Help for Dog Bites Victims in Nassau County
If you’re a resident of Nassau County, contact the personal injury lawyers at Rosenberg & Gluck, L.L.P. to discuss the details of your encounter with a dangerous dog. We’ve built a reputation for helping people who have been the victims of bites from a dangerous dog recover compensation for their injuries and the pain and suffering that can accompany them. With the experience that they bring to the table, the attorneys at Rosenberg & Gluck, L.L.P. can help you and your family cut through the confusion and trauma associated with a dog attack, and fight to make sure that you receive the compensation you deserve.
Call today for a free consultation to find out if you have a case. We have experience in handling all kinds of dog bite incidents including:
- children bitten in the head, neck or extremities
- people bitten while while working delivering food, mail or packages
- people harmed by a dangerous dog
- injuries caused while trying to flee from a dangerous dog
- injuries caused from being knocked over by a dangerous dog
Contact our team of experienced lawyers for a free consultation to find out how we can fight for your fair and complete compensation at (631) 451-7900.
Learn more about dog bite injuries by checking out these FAQs:
- How do I report a dog bite in Nassau County?
- What should I do after a dog bite?
- Should I see a doctor for a minor dog bite?
- Can I sue if someone’s dog bites my child?
- What is the NY one bite rule?
- Should I report a minor dog bite?
- Should I see a doctor for a dog bite?
- Is there a dangerous dog registry in Nassau County?
- What is Benny’s Law?
- Does personal liability insurance cover dog bites?
- Which dog breeds are excluded from coverage by personal liability insurance?
- What happens if a dog owner doesn’t have insurance?
- How can I prevent a dog attack?
- What happens if your dog bites someone in Nassau County?
- Can I get compensation for a dog bite?
- Who is liable in a dog bite accident, can a Nassau County dog bite lawyer help me?
How do I report a dog bite in Nassau County?
If you or a loved one is bitten by a dog, you should not hesitate to report the incident. Not doing so could seriously jeopardize your chance of receiving compensation for your injuries. By filing a formal complaint you immediately improve your circumstances when it comes time to move forward with a court case. This report provides the necessary proof that may be needed later. No proof could make pursuing a favorable court ruling difficult at best.

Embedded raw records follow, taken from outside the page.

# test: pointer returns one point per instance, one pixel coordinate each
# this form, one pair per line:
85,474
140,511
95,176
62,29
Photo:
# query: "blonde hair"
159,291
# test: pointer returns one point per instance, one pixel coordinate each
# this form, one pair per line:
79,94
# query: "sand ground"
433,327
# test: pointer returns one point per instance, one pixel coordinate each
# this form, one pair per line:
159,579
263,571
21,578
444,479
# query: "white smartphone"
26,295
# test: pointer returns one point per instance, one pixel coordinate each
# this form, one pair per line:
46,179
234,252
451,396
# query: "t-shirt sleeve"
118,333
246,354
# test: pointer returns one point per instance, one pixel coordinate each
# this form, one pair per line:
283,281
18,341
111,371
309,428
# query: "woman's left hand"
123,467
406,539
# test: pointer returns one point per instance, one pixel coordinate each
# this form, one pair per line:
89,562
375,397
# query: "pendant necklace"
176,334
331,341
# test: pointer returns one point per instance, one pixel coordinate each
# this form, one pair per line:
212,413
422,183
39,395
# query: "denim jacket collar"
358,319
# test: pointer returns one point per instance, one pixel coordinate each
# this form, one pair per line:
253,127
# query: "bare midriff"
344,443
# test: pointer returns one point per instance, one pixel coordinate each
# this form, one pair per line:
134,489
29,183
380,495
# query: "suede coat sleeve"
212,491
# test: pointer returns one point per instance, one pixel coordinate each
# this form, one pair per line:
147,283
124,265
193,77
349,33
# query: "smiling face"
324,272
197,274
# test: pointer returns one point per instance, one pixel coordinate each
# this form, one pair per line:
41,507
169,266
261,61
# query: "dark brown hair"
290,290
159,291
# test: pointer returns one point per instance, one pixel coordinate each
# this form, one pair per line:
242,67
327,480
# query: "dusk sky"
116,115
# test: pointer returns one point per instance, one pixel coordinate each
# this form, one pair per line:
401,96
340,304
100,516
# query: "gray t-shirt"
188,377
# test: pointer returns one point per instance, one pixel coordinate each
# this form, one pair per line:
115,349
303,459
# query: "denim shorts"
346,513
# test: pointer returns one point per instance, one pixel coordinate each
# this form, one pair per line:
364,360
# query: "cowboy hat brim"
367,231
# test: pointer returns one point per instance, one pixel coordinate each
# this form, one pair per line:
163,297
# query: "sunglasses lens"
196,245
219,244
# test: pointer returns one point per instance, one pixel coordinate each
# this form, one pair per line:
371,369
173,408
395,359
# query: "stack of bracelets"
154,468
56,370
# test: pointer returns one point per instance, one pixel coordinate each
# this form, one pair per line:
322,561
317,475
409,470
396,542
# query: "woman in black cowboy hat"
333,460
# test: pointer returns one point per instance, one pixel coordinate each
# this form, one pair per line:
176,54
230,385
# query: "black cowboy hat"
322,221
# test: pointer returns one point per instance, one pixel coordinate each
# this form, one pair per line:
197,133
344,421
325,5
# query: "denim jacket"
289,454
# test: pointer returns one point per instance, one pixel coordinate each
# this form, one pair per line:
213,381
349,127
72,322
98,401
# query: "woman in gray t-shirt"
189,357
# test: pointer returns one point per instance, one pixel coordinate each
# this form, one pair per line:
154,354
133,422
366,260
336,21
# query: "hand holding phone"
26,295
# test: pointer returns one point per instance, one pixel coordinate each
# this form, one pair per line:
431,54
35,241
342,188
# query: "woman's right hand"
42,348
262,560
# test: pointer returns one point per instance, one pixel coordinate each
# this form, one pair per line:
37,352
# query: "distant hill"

Not only does filing a report help your situation, it is a necessary step in establishing the offending dog as “dangerous.” This can go a long way to help keep your community safe. Because New York is a “one-bite rule” state, in order to recover compensation for pain, suffering and/or mental trauma, the report you file can help to establish the dog’s history as potentially being a dangerous animal. This does not require that you establish the dog actually bit someone previously, but you must establish the dog previously exhibited behavior showing a vicious propensity which could include growling or snarling, nipping, or lunging. By no means is this an exhaustive list.
File a report with the Nassau County Department of Health at 516-227-9663.
Nassau County Dept. of Health will need the following information:
- The dog bite victim’s name and address
- The location where the dog attack took place
- The date and time of the dog attack
- The name and any contact information about the owner or other person responsible for the dog
- The date of the dog’s last rabies vaccination
- Any medical treatment that you received as a result of the bite
Need to know who to contact if you’ve been bitten by a dog elsewhere on Long Island? Learn how to report a dog bite on Long Island.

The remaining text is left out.